The default position is not that everybody is innocent until proven guilty, but everybody is deceitful until proven otherwise. I am talking about fundamental pillars of societal life that include business and its management and leadership.

The trouble is that every time that a bad example makes the headlines, the paranoid assumption is reinforced. And cases reinforcing each of the above statements really abound. People have not woken up one day and decided to assume bad faith. The stereotypes keep reinforcing themselves for very good reasons.

But whatever critical thinking capacity is left in our brains, it should trigger the question, what if this X,Y,Z is genuine, honest, sincere, and in the quest of some goodness? I know, shocking!

In a Sunday paper today there was a full page dedicated to Starbucks experimenting with ‘conversations over coffee’ about racial equality. The hashtag #RaceTogether was launched with such efficiency that their Director of Global Communications had to delete his twitter account due to so much abuse. For some, ‘how dare them?’ –insert here any reason why ‘they’ should not dare, I suppose. For others, a righteous Harvard professor for example, ‘OMG, you are going to open the door to all kinds of people holding you to all kinds of different standards’, followed by the apocalyptic warning from the sane honourable Business school, ‘Small things can trigger great rage’. Starbucks, you are warned.

What if CEO Howard Schultz was genuine? I am picking on Starbucks as an example because it was in front of me today, but this pattern is everywhere.

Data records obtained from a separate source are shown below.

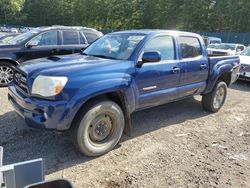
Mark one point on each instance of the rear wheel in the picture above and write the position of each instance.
(214, 100)
(6, 74)
(99, 128)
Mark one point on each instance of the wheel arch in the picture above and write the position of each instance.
(118, 97)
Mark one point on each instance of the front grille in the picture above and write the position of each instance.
(21, 82)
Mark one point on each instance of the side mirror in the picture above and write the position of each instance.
(150, 57)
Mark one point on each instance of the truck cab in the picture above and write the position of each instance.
(94, 93)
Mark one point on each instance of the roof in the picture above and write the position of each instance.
(155, 31)
(44, 28)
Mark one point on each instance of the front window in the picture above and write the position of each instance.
(225, 47)
(20, 38)
(190, 47)
(246, 52)
(163, 44)
(115, 46)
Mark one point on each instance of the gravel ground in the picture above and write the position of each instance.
(174, 145)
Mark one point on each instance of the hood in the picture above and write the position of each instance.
(245, 60)
(66, 65)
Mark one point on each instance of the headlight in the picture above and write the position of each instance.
(48, 86)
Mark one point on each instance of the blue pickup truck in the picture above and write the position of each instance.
(93, 94)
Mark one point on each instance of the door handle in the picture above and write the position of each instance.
(203, 66)
(54, 51)
(176, 70)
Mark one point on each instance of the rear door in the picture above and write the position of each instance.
(72, 42)
(194, 66)
(42, 45)
(158, 82)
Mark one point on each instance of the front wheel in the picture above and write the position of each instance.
(214, 100)
(98, 128)
(6, 74)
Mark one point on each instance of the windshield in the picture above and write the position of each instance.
(114, 46)
(6, 39)
(223, 46)
(246, 52)
(22, 37)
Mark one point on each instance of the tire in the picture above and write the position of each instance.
(98, 128)
(214, 100)
(6, 74)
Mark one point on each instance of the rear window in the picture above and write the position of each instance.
(70, 37)
(91, 37)
(190, 47)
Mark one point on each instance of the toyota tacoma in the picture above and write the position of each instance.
(93, 94)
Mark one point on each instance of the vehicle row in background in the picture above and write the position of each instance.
(225, 49)
(42, 42)
(211, 40)
(245, 64)
(6, 37)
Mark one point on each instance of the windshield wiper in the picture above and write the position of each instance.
(102, 56)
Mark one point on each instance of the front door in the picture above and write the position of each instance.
(158, 82)
(194, 65)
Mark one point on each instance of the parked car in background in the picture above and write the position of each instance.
(211, 40)
(42, 42)
(225, 49)
(94, 93)
(14, 30)
(245, 64)
(6, 38)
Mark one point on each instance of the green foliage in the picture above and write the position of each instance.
(191, 15)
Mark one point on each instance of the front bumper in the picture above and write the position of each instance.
(40, 113)
(245, 72)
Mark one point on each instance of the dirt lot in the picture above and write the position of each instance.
(174, 145)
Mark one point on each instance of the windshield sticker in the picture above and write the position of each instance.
(136, 38)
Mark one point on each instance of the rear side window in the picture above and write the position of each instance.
(163, 44)
(91, 37)
(70, 37)
(190, 47)
(46, 39)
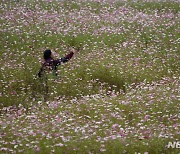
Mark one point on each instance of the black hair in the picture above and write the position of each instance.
(47, 54)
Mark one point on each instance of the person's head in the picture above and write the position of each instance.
(47, 54)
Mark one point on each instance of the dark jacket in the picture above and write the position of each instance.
(51, 64)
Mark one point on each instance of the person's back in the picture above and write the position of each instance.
(50, 64)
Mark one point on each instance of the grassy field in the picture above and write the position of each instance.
(119, 94)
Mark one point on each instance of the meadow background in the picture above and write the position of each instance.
(118, 94)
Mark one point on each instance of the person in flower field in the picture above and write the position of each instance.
(51, 64)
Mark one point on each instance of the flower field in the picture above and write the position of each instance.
(118, 94)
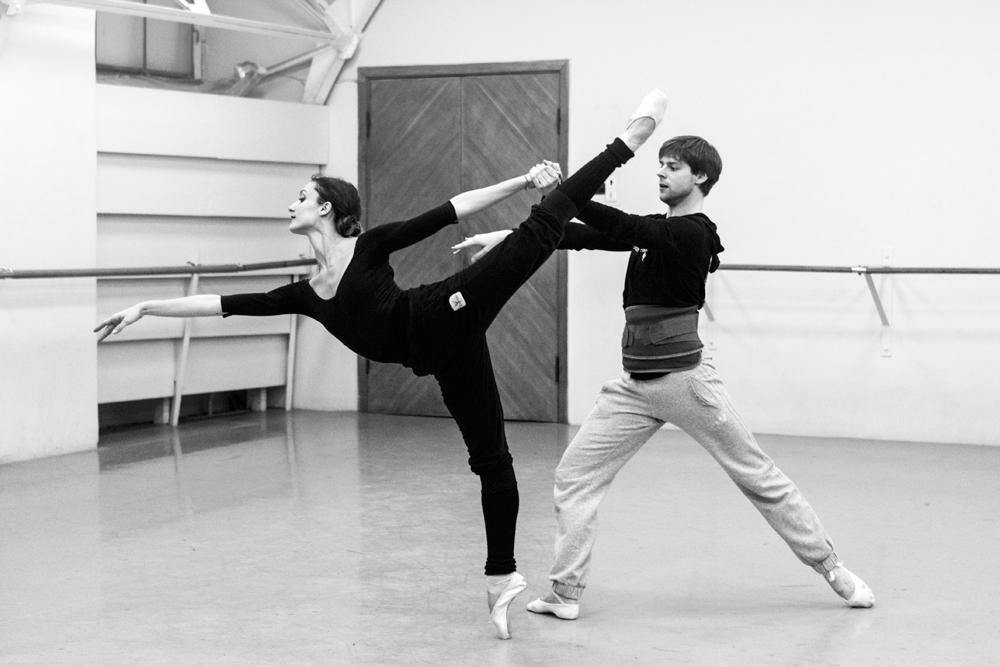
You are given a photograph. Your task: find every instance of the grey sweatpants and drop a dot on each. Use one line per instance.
(627, 414)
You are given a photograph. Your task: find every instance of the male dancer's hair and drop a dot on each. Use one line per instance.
(698, 154)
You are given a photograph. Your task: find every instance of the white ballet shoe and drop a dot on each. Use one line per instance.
(499, 598)
(568, 611)
(652, 107)
(862, 597)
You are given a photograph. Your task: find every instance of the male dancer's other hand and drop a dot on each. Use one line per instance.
(484, 242)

For every reinforcement of deceit as the default position, we need to bring some dose of hope, and force ourselves to the perhaps shocking ‘assume goodwill’. This is the only way to leave behind a legacy that our children may be proud of receiving.

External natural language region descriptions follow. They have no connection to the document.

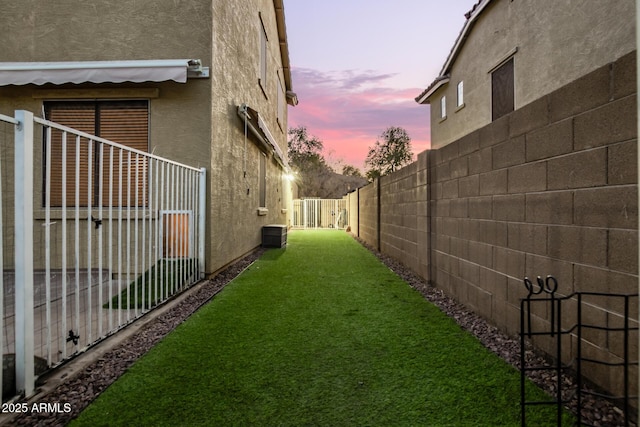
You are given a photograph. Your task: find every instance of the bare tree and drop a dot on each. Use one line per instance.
(390, 152)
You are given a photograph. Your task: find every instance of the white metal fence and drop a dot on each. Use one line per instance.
(98, 235)
(320, 213)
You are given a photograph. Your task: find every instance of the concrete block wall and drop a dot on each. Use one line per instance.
(550, 189)
(368, 222)
(403, 216)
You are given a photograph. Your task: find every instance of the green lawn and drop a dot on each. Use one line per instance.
(320, 334)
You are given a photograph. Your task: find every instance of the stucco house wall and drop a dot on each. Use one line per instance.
(196, 122)
(552, 43)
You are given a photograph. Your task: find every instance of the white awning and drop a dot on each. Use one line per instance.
(39, 73)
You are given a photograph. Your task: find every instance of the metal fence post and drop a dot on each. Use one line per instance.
(23, 184)
(202, 221)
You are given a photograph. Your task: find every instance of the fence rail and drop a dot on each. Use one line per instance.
(102, 233)
(320, 213)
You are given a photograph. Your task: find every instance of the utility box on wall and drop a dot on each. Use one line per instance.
(274, 236)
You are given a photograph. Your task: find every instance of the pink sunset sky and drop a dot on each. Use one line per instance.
(357, 66)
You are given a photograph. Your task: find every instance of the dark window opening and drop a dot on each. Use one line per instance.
(502, 90)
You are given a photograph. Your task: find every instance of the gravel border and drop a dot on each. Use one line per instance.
(597, 412)
(82, 388)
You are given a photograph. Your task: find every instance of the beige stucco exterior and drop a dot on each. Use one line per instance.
(196, 122)
(552, 42)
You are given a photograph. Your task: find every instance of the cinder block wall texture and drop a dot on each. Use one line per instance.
(550, 189)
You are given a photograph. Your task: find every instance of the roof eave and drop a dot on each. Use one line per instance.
(440, 81)
(284, 51)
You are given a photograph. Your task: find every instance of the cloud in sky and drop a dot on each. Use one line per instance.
(349, 109)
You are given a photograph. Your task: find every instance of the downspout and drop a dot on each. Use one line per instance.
(379, 213)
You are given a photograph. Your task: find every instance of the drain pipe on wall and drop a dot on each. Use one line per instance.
(245, 113)
(638, 168)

Funny, in the same newspaper, an interview with author and playwright James Graham had as a headline his statement: ‘ It’s easy to be cynical. It’s lazy. It’s boring’.

I agree. It’s also a learned response that we are perpetuating by accepting the default position of deceit, making us responsible for an entire generation of disengaged citizens. Most of them in some sort of payroll. And then we expect ’employee engagement’.